"Rasa memang tak selaras. Namun, cukupkan aku menjadi raga yang merengkuh atma tanpa melibatkan rasa,"
🐋🐋🐋
Pagi menyambut. Kertas kuis Pak Burhan menjadi sarapan wajib Ferry. Lelaki dengan balutan kaos dilapisi jaket jeans itu berkali-kali menggaruk kepala. Gara-gara Vanys semalam, lelaki itu lupa untuk belajar. Terlebih jam Pak Burhan dimajukan menjadi pukul 7. Tak ada waktu untuk Ferry belajar meskipun sebentar.

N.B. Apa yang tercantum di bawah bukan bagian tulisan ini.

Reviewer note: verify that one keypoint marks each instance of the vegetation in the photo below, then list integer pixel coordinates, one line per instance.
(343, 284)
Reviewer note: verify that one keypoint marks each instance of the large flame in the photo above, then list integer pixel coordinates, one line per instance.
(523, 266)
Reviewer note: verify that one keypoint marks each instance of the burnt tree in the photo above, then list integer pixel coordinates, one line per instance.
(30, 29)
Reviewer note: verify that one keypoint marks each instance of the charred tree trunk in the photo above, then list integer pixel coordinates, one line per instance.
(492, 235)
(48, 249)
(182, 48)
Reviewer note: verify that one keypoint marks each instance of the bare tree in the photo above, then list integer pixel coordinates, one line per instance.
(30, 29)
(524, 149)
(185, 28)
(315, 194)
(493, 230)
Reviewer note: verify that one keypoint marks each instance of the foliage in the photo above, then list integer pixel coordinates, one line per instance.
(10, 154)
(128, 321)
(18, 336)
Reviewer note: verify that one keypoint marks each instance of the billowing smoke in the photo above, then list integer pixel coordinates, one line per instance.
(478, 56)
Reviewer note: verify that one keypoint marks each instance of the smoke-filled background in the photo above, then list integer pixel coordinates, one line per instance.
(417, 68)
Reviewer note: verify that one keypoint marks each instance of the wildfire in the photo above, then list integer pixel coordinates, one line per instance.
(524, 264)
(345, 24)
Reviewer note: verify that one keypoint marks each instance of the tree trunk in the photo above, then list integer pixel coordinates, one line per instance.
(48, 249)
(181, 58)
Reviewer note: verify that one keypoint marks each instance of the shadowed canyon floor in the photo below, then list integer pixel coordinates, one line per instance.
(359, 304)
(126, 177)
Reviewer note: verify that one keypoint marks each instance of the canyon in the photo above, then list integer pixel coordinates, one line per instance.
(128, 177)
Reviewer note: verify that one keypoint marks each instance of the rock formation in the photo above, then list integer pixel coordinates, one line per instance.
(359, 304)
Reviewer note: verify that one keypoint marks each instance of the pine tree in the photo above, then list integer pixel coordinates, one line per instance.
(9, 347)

Helaan napas terdengar cukup keras. Waktu mengerjakan kuis telah selesai. Ferry tak tahu akan berakibat apa nanti untuk hasilnya. Lelaki itu memilih menidurkan kepala di atas meja. Pak Burhan tengah membereskan kertas jawaban. Setelah itu, beliau meninggalkan kelas karena hari ini hanya ada jadwal kuis saja.
"Huh!" Helaan napas Ferry terdengar. Lelaki itu belum mendapat kabar apa pun dari Viola tentang Vanys. Energinya seakan habis, padahal belum digunakan untuk apa pun.

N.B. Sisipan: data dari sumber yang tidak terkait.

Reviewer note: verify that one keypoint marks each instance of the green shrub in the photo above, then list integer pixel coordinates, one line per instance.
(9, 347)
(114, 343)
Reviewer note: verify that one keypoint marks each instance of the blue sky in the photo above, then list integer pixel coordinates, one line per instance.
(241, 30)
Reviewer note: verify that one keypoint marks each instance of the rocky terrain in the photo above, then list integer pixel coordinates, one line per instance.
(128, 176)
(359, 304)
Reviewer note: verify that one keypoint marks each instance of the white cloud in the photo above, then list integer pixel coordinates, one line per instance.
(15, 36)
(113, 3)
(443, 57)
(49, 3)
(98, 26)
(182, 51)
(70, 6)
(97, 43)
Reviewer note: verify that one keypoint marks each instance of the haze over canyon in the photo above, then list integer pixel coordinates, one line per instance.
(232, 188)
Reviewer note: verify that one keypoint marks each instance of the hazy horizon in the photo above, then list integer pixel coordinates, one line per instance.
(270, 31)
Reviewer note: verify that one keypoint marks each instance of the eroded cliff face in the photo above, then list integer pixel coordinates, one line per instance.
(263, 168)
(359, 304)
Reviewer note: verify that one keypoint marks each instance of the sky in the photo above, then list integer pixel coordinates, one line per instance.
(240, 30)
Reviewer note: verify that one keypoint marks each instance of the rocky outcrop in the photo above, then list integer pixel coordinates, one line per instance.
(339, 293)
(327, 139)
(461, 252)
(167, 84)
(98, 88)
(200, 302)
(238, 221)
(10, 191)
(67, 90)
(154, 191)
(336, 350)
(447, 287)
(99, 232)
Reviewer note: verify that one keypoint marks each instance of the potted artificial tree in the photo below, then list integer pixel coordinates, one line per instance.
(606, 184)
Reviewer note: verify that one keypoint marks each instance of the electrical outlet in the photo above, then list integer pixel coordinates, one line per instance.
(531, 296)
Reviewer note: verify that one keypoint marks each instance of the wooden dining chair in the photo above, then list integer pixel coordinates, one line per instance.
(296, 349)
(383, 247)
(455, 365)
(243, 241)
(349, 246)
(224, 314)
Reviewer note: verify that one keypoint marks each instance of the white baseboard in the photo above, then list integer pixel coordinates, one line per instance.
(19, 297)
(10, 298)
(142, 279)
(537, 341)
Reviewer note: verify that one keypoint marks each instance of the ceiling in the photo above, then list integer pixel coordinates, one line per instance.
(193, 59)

"Fer, kantin yuk!" ajak Bara—teman Ferry—seyara menepuk bahu lelaki yang masih menidurkan kepalanya. Ferry menggeleng.
"Lo duluan aja. Gue ada urusan abis ini," balas Ferry. Bara pun mengangguk. Lelaki itu mengajak temannya yang lain.
Sementara, Ferry mulai mengangkat kepala. Ia membereskan buku-buku miliknya, lalu bergegas pergi. Kakinya melangkah melewati koridor. Ia akan melihat Vanys sendiri di gedung FEB. Namun, langkah terhenti. Mata Ferry menangkap Vanys yang menunggu di depan ruang kelas gedung FT.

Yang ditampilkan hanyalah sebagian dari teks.